The trip was only just an hour long and so before long we were back in the car and heading up to the coast at Cromer. We parked on the cliff top and had lunch before following the coastal road westwards.
The villages of northern Norfolk were not as picturesque as those in southern Norfolk, they were built using a mix of round 'field' rocks and bricks. Neither of us found this particularly attractive, it was a little too 'in your face' for me.
On the outskirts of the little town of Weybourne we spotted a sign for the Muckleburgh museum. There was a drawing of a tank on top of the sign - that got our interest so we turned in.
The museum was the Muckleburgh military collection with over 150 tanks, guns and vehicles as well as extensive light weapons, ammunition and other exhibits. It also has a Medmenham Collection exhibit - about aerial photography.
It was really good, glad we didn't miss it - especially the Medmenham exhibit.
It was almost 4.00pm by the time we left to continue westward. We stopped in Hunstanton and called into the Tourist Info centre. The lady gave me a leaflet, marking 3 B & Bs that had vacancies for tonight.
First one, the nearest, had a No Vacancy sign in the window but I knocked anyway - No vacancy. I suggested that he notify the Tourist office and we tried the second one.
This time there were 3 No vacancies signs on the property - I didn't bother to knock.
Next I rang the third one - they too had No Vacancies. When I suggested notifying the tourist office I was assured that they had been notified, they had know for two days that they were full for the next two day! We drove back to the Tourist office in disgust but it was now 5.05pm and the door was shut! Having a bad feel for Hunstanton we drove out of town ( our few pounds for accommodation and meals will not affect their economy but if we all spread the word.......).
We drove through some more quaint villages including one called Stiffkey (prononced Stookey?).
The streets were really, really narrow and on the outskirts of town a rubbish skip was being collected - traffic in both directions just had to sit and wait for 10 minutes.
We arrived in Kings Lynn amid the evening rush hour, no sign of anything touristy - a rather grey, busy town. We headed out to a major road intersection where there were 'services' as we needed the loo.
We were going to use McDonalds, as they always have clean toilets. When we pulled into the carpark we spotted in the background a Premier Inn. Not our first choice of accommodation as we prefer the more intimate atmosphere of a landlady and a Bed and Breakfast, but they are very clean and the beds are comfortable (we had stayed in one up in Shrewsbury). It was now almost 6.00pm so the choice was made if they had a vacancy - they did and we were in.

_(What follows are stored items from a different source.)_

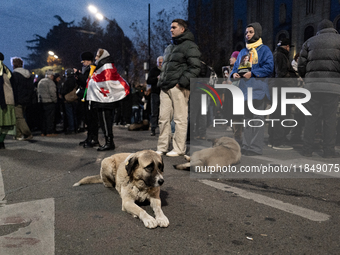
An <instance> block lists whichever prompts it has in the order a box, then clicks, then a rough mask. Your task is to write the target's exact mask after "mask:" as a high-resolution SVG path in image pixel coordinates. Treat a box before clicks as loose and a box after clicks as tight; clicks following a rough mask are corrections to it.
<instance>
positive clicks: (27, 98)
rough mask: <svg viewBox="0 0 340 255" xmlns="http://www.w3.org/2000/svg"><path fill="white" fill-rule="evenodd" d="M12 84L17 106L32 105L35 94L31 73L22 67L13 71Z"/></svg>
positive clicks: (27, 70)
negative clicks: (32, 100) (30, 103)
mask: <svg viewBox="0 0 340 255" xmlns="http://www.w3.org/2000/svg"><path fill="white" fill-rule="evenodd" d="M11 83H12V87H13V93H14V98H15V102H16V104H18V105H28V104H30V103H31V102H32V100H33V97H34V94H35V87H34V84H33V78H32V77H31V73H30V72H29V71H28V70H26V69H24V68H22V67H18V68H15V69H14V70H13V76H12V80H11Z"/></svg>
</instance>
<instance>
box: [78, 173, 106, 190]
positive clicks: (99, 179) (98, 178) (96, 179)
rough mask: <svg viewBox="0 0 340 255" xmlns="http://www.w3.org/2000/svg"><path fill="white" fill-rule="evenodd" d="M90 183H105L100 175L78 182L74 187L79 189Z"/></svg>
mask: <svg viewBox="0 0 340 255" xmlns="http://www.w3.org/2000/svg"><path fill="white" fill-rule="evenodd" d="M90 183H103V181H102V178H101V177H100V175H99V174H98V175H93V176H87V177H85V178H83V179H81V180H80V181H79V182H76V183H75V184H73V187H77V186H80V185H84V184H90Z"/></svg>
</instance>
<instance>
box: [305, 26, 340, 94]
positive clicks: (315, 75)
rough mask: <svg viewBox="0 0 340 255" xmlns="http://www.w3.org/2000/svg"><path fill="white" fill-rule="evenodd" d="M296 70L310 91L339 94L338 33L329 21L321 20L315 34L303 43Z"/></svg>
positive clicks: (339, 62) (306, 87) (339, 85)
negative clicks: (297, 66)
mask: <svg viewBox="0 0 340 255" xmlns="http://www.w3.org/2000/svg"><path fill="white" fill-rule="evenodd" d="M298 72H299V75H300V76H301V77H303V78H305V88H306V89H308V90H309V91H310V92H323V93H336V94H339V95H340V82H339V78H340V35H339V34H338V32H337V31H336V30H335V29H334V28H333V23H332V22H331V21H329V20H323V21H321V22H320V23H319V25H318V32H317V34H316V35H315V36H313V37H311V38H309V39H308V40H307V41H306V42H305V43H304V44H303V46H302V50H301V52H300V58H299V61H298Z"/></svg>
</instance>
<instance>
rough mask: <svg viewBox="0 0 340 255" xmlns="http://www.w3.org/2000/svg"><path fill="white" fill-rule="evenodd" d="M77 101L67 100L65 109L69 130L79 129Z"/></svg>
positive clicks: (68, 130) (65, 104) (71, 130)
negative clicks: (68, 102) (77, 116)
mask: <svg viewBox="0 0 340 255" xmlns="http://www.w3.org/2000/svg"><path fill="white" fill-rule="evenodd" d="M76 109H77V102H71V103H68V102H65V110H66V115H67V122H68V131H74V132H75V131H77V128H78V123H77V111H76Z"/></svg>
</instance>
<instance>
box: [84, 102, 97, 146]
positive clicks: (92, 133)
mask: <svg viewBox="0 0 340 255" xmlns="http://www.w3.org/2000/svg"><path fill="white" fill-rule="evenodd" d="M85 106H86V107H85V123H86V125H87V138H88V139H91V140H92V139H94V140H96V139H98V111H97V109H96V108H93V107H92V105H91V104H90V103H89V101H85Z"/></svg>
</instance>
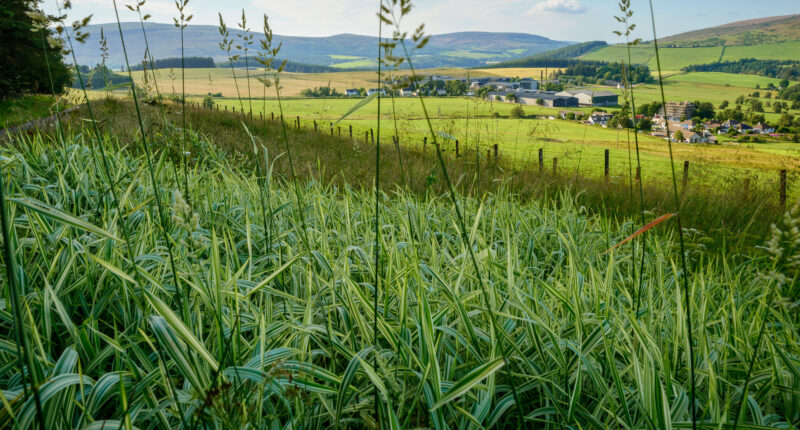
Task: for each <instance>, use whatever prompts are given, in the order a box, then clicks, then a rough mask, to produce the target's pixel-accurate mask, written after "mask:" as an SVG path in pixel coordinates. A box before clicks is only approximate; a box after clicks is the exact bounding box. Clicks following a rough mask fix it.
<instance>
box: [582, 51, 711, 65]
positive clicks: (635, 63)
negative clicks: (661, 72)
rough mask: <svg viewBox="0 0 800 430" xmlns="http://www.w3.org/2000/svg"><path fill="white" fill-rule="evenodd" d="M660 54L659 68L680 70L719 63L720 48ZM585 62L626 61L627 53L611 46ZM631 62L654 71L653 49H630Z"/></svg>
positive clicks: (593, 51) (654, 61) (684, 51)
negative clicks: (693, 65)
mask: <svg viewBox="0 0 800 430" xmlns="http://www.w3.org/2000/svg"><path fill="white" fill-rule="evenodd" d="M660 52H661V67H663V68H664V70H680V69H681V68H683V67H686V66H688V65H691V64H706V63H713V62H716V61H719V57H720V55H721V54H722V47H712V48H664V49H661V50H660ZM581 58H584V59H586V60H598V61H609V62H620V61H624V62H627V61H628V51H627V48H626V47H625V46H624V45H612V46H607V47H605V48H602V49H599V50H597V51H592V52H590V53H588V54H586V55H584V56H583V57H581ZM631 60H632V61H633V63H635V64H646V65H647V66H649V67H650V69H651V70H655V68H656V67H655V66H656V64H655V62H656V60H655V56H654V54H653V47H652V46H649V45H639V46H632V47H631Z"/></svg>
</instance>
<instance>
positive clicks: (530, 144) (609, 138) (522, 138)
mask: <svg viewBox="0 0 800 430" xmlns="http://www.w3.org/2000/svg"><path fill="white" fill-rule="evenodd" d="M637 92H638V90H637ZM653 95H655V94H653ZM219 103H220V105H222V106H228V108H229V109H230V108H233V107H236V108H237V109H239V108H238V106H239V102H238V100H232V99H226V100H220V101H219ZM355 103H356V102H355V101H353V100H347V99H291V100H286V101H285V102H284V113H285V116H286V118H288V119H289V121H294V120H295V118H296V117H297V116H300V117H301V121H302V124H303V126H305V127H311V126H312V124H313V121H317V122H318V126H319V127H320V129H321V130H326V128H325V127H327V126H328V125H329V124H330V123H331V122H333V121H336V120H337V119H338V118H339V117H341V116H342V115H343V114H344V113H345V112H347V111H348V110H349V109H350V108H351V107H352V106H353V104H355ZM394 103H395V111H396V113H397V117H398V121H397V126H398V131H399V133H398V134H399V135H400V136H401V142H402V143H403V144H404V145H411V146H413V147H417V148H419V147H420V146H421V142H422V138H423V137H424V136H425V135H426V131H427V129H426V125H425V123H424V121H423V116H422V111H421V109H420V107H419V101H418V99H416V98H396V99H395V102H394ZM426 103H427V107H428V113H429V114H430V115H431V117H432V118H433V123H434V126H435V128H436V130H437V131H441V132H443V133H446V134H447V135H450V136H452V137H454V138H456V139H459V141H460V145H461V146H460V151H461V152H462V153H470V154H474V153H475V148H476V144H477V145H478V148H479V149H480V153H481V156H482V157H485V154H486V150H487V149H491V148H492V146H493V145H494V144H495V143H496V144H498V145H499V148H500V150H501V152H502V155H503V156H506V157H511V158H513V159H515V160H516V161H517V162H518V163H533V162H535V161H536V160H537V159H538V150H539V149H540V148H542V149H544V151H545V154H546V157H547V163H548V166H550V163H551V162H552V158H553V157H558V158H559V162H558V163H559V166H560V167H561V168H563V169H565V170H571V171H577V170H578V169H579V168H580V171H581V173H582V174H586V175H589V176H599V175H602V173H603V159H604V150H606V149H609V150H610V156H611V160H612V162H611V168H612V172H613V174H615V175H621V176H624V175H627V172H628V166H629V164H628V152H627V151H628V149H627V148H628V147H627V141H628V140H627V139H628V136H627V134H626V133H625V132H618V131H617V130H613V129H607V128H602V127H597V126H587V125H584V124H580V123H578V122H574V121H561V120H547V119H541V120H533V119H509V118H507V116H508V115H509V113H510V111H511V108H512V107H513V106H514V105H512V104H508V103H497V102H495V103H491V102H487V101H479V100H474V99H466V98H427V99H426ZM255 108H256V106H255V105H254V109H255ZM263 109H264V105H263V103H262V102H259V103H258V104H257V113H258V112H261V111H263ZM391 109H392V105H391V101H389V100H384V101H383V108H382V110H383V112H384V116H383V127H384V130H386V127H388V128H389V130H393V127H394V122H393V120H392V119H393V117H392V114H391ZM524 110H525V111H526V113H528V114H539V115H542V114H546V115H555V114H557V112H558V110H557V109H548V108H543V107H532V106H531V107H528V106H526V107H525V108H524ZM277 111H278V106H277V103H276V102H275V101H274V100H268V101H267V103H266V112H267V113H268V115H269V114H270V113H273V112H277ZM495 112H496V113H497V114H499V115H500V116H502V117H506V118H492V117H491V116H492V114H493V113H495ZM376 114H377V102H373V103H372V104H370V105H368V106H366V107H365V108H363V109H362V110H360V111H358V112H356V113H355V114H353V115H352V116H350V117H348V118H347V119H346V120H345V121H344V122H343V123H342V125H341V127H343V128H345V129H346V127H347V126H348V125H352V126H353V127H354V130H355V132H354V134H356V136H357V137H358V138H361V139H363V133H364V130H368V129H370V128H375V126H376V120H375V116H376ZM467 114H469V116H470V117H471V118H472V119H470V120H467V119H466V117H467ZM468 124H469V125H468ZM631 140H633V138H632V137H631ZM465 142H466V143H465ZM639 144H640V148H641V150H642V163H643V165H644V167H643V171H644V172H645V176H646V175H653V176H655V177H661V178H665V177H667V176H668V174H669V173H670V170H669V166H670V164H669V154H668V151H667V146H666V142H665V141H664V140H663V139H658V138H654V137H651V136H646V135H640V136H639ZM445 145H446V147H447V148H448V151H454V145H455V143H454V142H452V141H449V140H448V141H445ZM772 145H778V146H779V147H781V148H787V149H788V148H791V146H783V145H781V144H769V143H767V144H758V145H753V146H743V145H738V144H735V145H688V144H679V145H676V147H675V148H676V152H675V155H676V157H677V160H678V161H679V162H681V163H682V162H683V161H684V160H689V161H690V162H691V163H693V164H694V163H696V164H697V168H696V169H692V177H693V178H697V180H698V181H700V182H701V183H715V182H717V181H734V180H740V179H736V178H741V177H742V176H745V175H749V176H756V175H762V176H765V175H767V174H765V172H764V171H767V172H769V171H774V170H776V169H782V168H784V169H791V170H797V169H800V159H798V158H797V155H798V152H797V151H790V152H788V153H786V154H785V155H783V156H779V157H775V156H774V155H773V153H771V152H770V151H769V149H770V148H771V146H772ZM798 149H800V147H798ZM695 175H696V176H695Z"/></svg>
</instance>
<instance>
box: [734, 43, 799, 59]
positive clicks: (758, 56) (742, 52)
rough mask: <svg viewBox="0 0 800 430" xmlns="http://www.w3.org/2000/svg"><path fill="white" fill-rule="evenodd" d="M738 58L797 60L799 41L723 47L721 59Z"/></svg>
mask: <svg viewBox="0 0 800 430" xmlns="http://www.w3.org/2000/svg"><path fill="white" fill-rule="evenodd" d="M740 58H755V59H758V60H798V59H800V41H794V42H784V43H776V44H767V45H757V46H729V47H727V48H726V49H725V56H724V57H723V58H722V60H723V61H734V60H738V59H740Z"/></svg>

Next door to the Inn was a 'chain' restaurant - Brewers Fayre. They say that they do 'basic pub grub'.
Well, most pub meals we've had have been really good - we were both tired and hungry so gave it a go.
It's not on the top 100 list of places to eat!
Breakfast is not included in Premier Inn tariffs (an extra 5 pounds 25 pence for a continental breakfast, or 8 pounds 25 pence for a cooked breakfast) so the next morning there was only one choice - coffee and a bagel at McDonalds. Then it was on the main road for a direct drive to Lincoln.
We plan to spend 2 nights here enjoying the tourist sights before hitting the Transport Museums north of here at the weekend.